Au début des années 1950, la direction de Toyota veut obtenir des contrats de l’armée américaine. Elle s’aperçoit alors qu’elle ne peut répondre aux exigences de qualité de ce client potentiel. Eiji Toyoda, qui occupe alors un poste de direction chez Toyota, décide de s’inspirer de Ford, avec lequel Toyota a de bonnes ralations, pour améliorer les façons de faire. Il va ainsi benchmarker sur les thèmes de la logistique, la gestion du personnel et même la convention collective de Ford afin.

En 1951, Toyota reçoit des conseils de la part des experts du contrôle de la qualité de l’armée américaine. On introduit alors les méthodes du contrôle statistique de la qualité. En 1953, l’entreprise met sur pied une Quality Control Section avec un département d’inspection qui est responsable de la conception des outils de contrôle et des normes à atteindre. À l’automne de la même année, Toyota fonde le Quality Control Committee qui encadre la dimension qualité et qui voit avec le service de gestion du personnel et le Quality Control Section a invité des experts à offrir de la formation aux employés21.

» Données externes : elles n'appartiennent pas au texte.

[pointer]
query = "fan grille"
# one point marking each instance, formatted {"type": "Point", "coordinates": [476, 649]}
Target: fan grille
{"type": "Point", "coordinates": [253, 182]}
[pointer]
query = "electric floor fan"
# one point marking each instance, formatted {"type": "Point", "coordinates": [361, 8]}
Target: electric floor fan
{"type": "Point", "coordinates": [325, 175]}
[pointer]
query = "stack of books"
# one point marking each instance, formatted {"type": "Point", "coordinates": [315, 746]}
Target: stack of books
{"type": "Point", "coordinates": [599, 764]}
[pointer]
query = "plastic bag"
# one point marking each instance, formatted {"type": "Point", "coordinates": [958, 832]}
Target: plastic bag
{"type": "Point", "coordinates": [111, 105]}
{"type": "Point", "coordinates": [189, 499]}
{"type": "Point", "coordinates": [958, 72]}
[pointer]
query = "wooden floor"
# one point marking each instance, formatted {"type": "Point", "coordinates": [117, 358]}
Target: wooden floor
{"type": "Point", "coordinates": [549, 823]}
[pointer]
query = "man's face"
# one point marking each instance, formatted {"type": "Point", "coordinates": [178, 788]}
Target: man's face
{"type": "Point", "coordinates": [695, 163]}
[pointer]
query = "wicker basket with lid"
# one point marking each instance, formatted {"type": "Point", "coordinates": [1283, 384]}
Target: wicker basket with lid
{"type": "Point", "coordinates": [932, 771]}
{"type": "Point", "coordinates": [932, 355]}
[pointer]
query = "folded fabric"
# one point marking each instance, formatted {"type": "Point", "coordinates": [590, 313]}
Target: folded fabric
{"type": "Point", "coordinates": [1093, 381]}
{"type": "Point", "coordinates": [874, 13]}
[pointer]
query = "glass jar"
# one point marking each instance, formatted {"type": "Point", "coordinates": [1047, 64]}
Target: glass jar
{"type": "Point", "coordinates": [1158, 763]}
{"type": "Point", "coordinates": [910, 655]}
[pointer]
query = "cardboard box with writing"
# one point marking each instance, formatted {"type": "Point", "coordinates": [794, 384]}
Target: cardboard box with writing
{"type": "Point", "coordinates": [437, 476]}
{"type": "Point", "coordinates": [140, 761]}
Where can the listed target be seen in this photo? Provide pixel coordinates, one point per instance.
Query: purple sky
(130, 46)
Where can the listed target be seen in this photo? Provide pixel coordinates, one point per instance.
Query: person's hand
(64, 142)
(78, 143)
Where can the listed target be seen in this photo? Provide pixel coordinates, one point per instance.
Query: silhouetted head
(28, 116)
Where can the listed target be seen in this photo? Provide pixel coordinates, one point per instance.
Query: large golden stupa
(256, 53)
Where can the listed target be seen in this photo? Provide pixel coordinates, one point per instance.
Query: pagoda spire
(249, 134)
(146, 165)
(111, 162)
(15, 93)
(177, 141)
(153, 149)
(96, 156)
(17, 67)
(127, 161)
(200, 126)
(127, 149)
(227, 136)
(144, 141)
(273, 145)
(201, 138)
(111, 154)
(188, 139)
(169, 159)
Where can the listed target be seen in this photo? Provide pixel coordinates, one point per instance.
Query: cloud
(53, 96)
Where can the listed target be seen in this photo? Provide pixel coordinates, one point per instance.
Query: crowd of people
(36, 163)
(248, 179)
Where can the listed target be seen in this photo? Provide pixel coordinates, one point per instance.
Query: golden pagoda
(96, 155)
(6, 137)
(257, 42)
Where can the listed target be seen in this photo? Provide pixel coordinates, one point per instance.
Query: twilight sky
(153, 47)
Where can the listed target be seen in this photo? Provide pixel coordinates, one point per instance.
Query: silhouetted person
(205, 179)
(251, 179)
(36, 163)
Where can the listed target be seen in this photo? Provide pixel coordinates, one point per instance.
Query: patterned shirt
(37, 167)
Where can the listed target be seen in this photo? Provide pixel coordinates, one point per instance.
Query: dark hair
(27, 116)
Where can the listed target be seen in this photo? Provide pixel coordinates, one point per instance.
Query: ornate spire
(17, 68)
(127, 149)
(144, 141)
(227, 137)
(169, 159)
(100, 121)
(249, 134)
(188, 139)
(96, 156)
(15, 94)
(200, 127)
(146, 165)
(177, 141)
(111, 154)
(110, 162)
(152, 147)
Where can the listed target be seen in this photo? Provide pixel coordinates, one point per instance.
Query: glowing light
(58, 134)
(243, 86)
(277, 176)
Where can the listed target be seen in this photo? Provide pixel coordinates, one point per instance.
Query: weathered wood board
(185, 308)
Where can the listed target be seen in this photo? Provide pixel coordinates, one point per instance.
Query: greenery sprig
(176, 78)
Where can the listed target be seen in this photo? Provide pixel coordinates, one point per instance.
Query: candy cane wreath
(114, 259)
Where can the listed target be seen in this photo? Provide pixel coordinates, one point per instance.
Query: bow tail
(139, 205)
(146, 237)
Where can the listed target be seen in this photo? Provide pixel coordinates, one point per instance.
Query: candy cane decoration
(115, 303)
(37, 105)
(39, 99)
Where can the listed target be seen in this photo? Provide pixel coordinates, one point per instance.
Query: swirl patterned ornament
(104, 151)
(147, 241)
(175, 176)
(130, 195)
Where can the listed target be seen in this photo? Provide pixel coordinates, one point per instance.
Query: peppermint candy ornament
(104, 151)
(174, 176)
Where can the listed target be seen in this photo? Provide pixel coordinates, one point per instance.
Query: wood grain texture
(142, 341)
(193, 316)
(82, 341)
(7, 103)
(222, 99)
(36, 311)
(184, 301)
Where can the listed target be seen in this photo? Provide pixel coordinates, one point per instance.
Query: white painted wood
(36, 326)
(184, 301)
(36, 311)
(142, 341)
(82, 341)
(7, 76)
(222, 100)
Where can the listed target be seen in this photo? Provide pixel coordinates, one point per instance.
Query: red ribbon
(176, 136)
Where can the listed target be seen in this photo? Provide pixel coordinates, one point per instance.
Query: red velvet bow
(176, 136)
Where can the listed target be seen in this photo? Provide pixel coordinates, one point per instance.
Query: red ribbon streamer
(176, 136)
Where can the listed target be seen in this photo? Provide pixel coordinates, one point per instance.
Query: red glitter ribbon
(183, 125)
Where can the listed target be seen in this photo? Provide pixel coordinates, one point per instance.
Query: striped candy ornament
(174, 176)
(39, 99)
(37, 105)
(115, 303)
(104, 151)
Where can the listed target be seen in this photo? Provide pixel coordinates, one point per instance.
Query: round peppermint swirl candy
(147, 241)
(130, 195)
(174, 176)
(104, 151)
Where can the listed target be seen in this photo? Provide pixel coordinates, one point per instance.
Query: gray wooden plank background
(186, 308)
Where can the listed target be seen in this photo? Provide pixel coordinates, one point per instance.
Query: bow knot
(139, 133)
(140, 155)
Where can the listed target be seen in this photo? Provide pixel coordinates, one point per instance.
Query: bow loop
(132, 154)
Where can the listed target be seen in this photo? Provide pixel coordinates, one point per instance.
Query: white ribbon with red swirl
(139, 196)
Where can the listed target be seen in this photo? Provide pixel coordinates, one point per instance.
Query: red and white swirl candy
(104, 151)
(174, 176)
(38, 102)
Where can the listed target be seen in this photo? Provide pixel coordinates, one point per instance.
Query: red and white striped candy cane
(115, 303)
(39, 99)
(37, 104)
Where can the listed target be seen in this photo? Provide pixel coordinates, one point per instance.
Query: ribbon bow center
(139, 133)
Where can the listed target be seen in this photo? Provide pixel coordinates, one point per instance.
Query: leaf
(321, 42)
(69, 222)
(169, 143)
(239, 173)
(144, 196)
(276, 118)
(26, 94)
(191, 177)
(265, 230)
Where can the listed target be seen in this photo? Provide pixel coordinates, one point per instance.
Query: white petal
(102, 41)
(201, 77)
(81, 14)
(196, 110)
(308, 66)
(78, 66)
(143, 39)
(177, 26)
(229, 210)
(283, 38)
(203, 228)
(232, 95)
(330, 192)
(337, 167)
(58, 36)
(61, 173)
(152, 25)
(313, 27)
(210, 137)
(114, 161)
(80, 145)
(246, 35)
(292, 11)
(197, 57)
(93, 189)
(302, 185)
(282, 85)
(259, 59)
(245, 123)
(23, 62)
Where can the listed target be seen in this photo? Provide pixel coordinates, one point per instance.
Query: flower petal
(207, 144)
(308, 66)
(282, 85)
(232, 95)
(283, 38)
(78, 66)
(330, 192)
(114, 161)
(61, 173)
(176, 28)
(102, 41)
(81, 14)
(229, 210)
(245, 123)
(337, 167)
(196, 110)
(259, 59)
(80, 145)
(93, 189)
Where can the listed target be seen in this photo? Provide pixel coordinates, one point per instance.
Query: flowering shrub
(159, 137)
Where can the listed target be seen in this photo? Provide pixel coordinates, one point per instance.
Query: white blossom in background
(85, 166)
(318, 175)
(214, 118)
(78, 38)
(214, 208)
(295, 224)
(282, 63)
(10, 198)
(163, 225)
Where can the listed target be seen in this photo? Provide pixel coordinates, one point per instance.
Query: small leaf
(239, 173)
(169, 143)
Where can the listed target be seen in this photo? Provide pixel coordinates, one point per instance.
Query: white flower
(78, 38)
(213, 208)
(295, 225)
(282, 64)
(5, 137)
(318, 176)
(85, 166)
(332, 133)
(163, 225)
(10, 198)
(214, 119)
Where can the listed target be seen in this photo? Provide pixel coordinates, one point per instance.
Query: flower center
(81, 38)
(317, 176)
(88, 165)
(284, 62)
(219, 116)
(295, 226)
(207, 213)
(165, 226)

En 1958, Toyota reçoit un contrat de la US Army Procurement Agency ce qui exige de rehausser les normes de qualité de l’entreprise pour lui permettre d’atteindre celles de l’armée américaine. De plus, la mise en œuvre du système Kanban a permis d’assurer la performance de l’appareil de production exigé contractuellement : les postes de travail en amont doivent fournir des pièces ou des composants sans défaut, car le poste de travail en aval n’en prélève que la quantité nécessaire au moment utile. Enfin, à la fin des années 1950, la Corona connaît des problèmes de qualité sur le marché américain. En mai 1959, Eiji Toyoda alors vice-président exécutif distribue dans l’entreprise un pamphlet dans lequel il critique les pratiques actuelles de contrôle de la qualité. Il soumet l’idée que l’absence d’inspection est l’inspection idéale et que pour y parvenir, il est nécessaire que toutes les machines et les équipements assurent la qualité des produits rendant les contrôles inutiles.

C’est pourquoi en 1961, Toyota introduit les principes du Total Quality Control. À cette époque l’objectif est d’atteindre les normes internationales de qualité pour lesquelles Toyota était encore loin. Une fois ce premier objectif atteint, les dirigeants de Toyota souhaitaient l’améliorer de 50 %. Pour les aider à atteindre ce dernier objectif et adapter les techniques américaines de contrôle de la qualité aux caractéristiques de Toyota, la direction de l’entreprise décide alors de retenir les services de Shigeo Shingo en 1965. Ce dernier est diplômé en génie mécanique de la Yamanashi Technical College en 1930. En 1945, il est consultant en management. En 1951, il commence à appliquer les principes du contrôle statistique de la qualité et à diffuser les principes du management scientifique. En novembre 1967, Toyota met en place le programme de zéro défaut.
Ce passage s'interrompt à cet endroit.